There are a few additional considerations when running WESTPA on a compute cluster/supercomputer. First, since you will be running the job on multiple machines, there is additional room for errors with environment variable inheritance. On newer systems I have not had much of an issue, but you may find it helpful to print environment variables (e.g., by running env) at the beginning of your runseg.sh or other scripts, at least until you have the simulation working. Second, since you will be running many processes at the same time, it is possible to overwhelm your computing facility's global storage arrays and network. For this reason, I suggest writing to local scratch space whenever performing a calculation (e.g., when running gmx mdrun), and then copying any desired files to global storage using rsync, after the calculations for a segment complete. You may also find it helpful to set an environment variable to the absolute path of each executable you commonly use (e.g., GMX=$(which gmx)) when starting the WESTPA server on each compute node; this decreases the number of times that your shell needs to resolve paths to executables.
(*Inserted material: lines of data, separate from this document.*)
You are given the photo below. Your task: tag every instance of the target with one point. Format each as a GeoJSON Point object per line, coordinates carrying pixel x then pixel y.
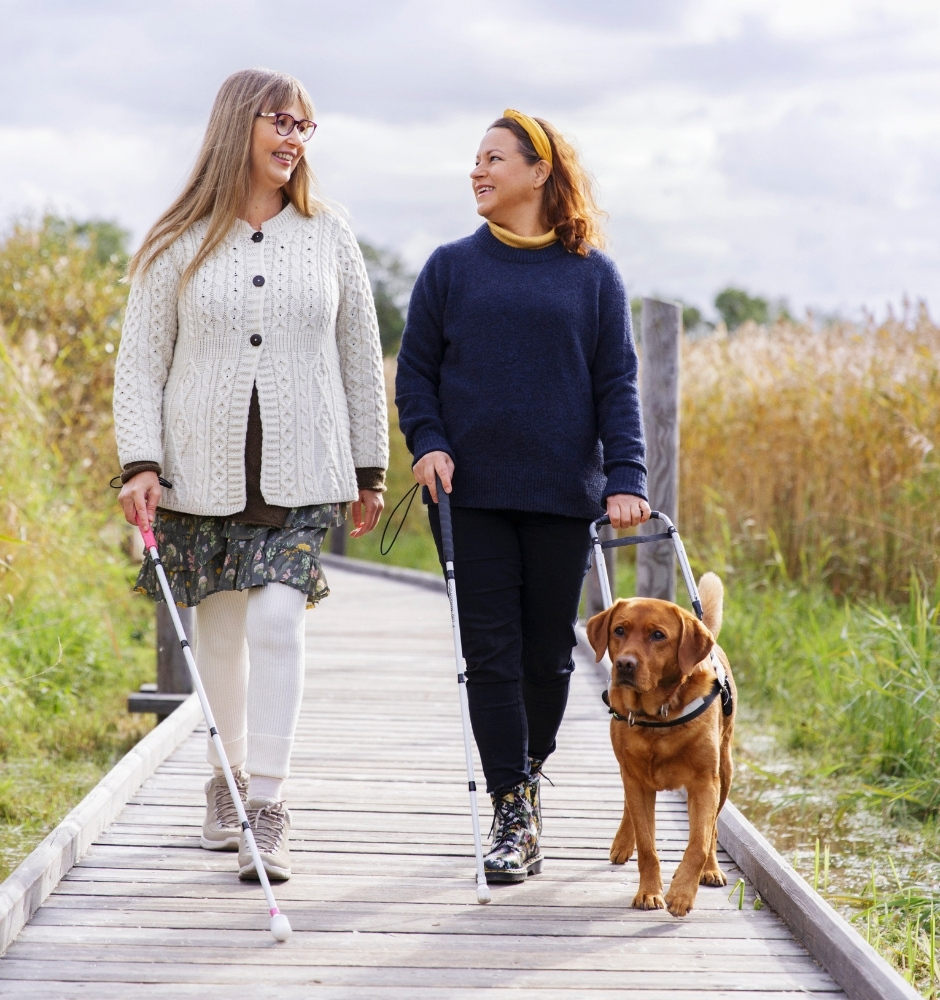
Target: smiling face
{"type": "Point", "coordinates": [274, 156]}
{"type": "Point", "coordinates": [652, 644]}
{"type": "Point", "coordinates": [503, 180]}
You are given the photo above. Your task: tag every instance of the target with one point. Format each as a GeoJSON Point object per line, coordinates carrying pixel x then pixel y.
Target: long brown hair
{"type": "Point", "coordinates": [568, 194]}
{"type": "Point", "coordinates": [218, 184]}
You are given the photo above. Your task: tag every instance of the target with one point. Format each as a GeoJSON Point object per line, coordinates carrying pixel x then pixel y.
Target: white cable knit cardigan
{"type": "Point", "coordinates": [292, 312]}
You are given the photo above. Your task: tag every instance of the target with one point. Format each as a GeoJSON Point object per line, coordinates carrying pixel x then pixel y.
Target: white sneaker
{"type": "Point", "coordinates": [270, 823]}
{"type": "Point", "coordinates": [221, 830]}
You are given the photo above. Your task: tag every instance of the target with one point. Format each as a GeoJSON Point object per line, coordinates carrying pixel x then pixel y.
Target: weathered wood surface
{"type": "Point", "coordinates": [659, 391]}
{"type": "Point", "coordinates": [382, 901]}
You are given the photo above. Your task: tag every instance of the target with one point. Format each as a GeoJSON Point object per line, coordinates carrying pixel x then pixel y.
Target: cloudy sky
{"type": "Point", "coordinates": [788, 146]}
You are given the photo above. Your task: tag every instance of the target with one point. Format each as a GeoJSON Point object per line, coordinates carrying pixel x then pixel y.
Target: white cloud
{"type": "Point", "coordinates": [791, 146]}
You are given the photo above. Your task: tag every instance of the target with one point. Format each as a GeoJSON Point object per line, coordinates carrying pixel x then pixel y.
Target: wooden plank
{"type": "Point", "coordinates": [369, 976]}
{"type": "Point", "coordinates": [382, 900]}
{"type": "Point", "coordinates": [23, 891]}
{"type": "Point", "coordinates": [122, 990]}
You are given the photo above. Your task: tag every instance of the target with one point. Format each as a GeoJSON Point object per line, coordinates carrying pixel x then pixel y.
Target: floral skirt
{"type": "Point", "coordinates": [204, 555]}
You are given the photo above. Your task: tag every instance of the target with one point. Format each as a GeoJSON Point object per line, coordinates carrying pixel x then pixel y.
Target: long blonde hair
{"type": "Point", "coordinates": [569, 202]}
{"type": "Point", "coordinates": [218, 184]}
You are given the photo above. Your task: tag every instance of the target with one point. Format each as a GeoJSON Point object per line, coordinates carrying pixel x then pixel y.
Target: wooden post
{"type": "Point", "coordinates": [593, 603]}
{"type": "Point", "coordinates": [174, 684]}
{"type": "Point", "coordinates": [661, 330]}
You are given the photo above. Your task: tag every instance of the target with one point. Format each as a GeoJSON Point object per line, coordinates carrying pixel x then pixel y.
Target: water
{"type": "Point", "coordinates": [793, 810]}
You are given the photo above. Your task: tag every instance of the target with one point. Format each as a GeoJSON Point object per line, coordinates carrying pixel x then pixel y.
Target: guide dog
{"type": "Point", "coordinates": [672, 697]}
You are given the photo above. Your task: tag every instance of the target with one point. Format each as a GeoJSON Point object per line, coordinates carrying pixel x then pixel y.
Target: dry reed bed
{"type": "Point", "coordinates": [815, 449]}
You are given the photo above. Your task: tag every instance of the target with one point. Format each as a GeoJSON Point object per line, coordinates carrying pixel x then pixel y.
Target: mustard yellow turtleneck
{"type": "Point", "coordinates": [522, 242]}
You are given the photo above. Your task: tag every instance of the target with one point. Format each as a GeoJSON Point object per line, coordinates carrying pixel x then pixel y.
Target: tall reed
{"type": "Point", "coordinates": [815, 448]}
{"type": "Point", "coordinates": [73, 638]}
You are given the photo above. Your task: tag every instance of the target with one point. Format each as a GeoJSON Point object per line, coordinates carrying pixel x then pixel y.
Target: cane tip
{"type": "Point", "coordinates": [280, 927]}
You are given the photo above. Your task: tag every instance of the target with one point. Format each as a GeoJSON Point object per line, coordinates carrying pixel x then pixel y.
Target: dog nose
{"type": "Point", "coordinates": [626, 669]}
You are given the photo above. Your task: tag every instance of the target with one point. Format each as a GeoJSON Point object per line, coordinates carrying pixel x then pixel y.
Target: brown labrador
{"type": "Point", "coordinates": [660, 664]}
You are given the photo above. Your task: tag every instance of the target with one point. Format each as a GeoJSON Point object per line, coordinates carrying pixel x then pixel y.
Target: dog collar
{"type": "Point", "coordinates": [691, 711]}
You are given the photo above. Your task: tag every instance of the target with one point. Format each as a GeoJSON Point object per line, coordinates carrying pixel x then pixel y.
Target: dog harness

In the attached tarball, I adapted one of my Slurm/WESTPA configurations into the gmx_nacl tutorial. This is intended to provide an example of how you might use the ZeroMQ work manager on a Slurm system. While I have tested the Slurm+ZMQ configuration and Gromacs tutorial separately, note that I have not tested the two together, as Gromacs 2016 is not installed on the clusters I use. For this reason, and because computing clusters differ, it is quite possible that the attached example will not work "out of the box". However it should provide a good starting place, and if you encounter errors, I would be happy to assist further.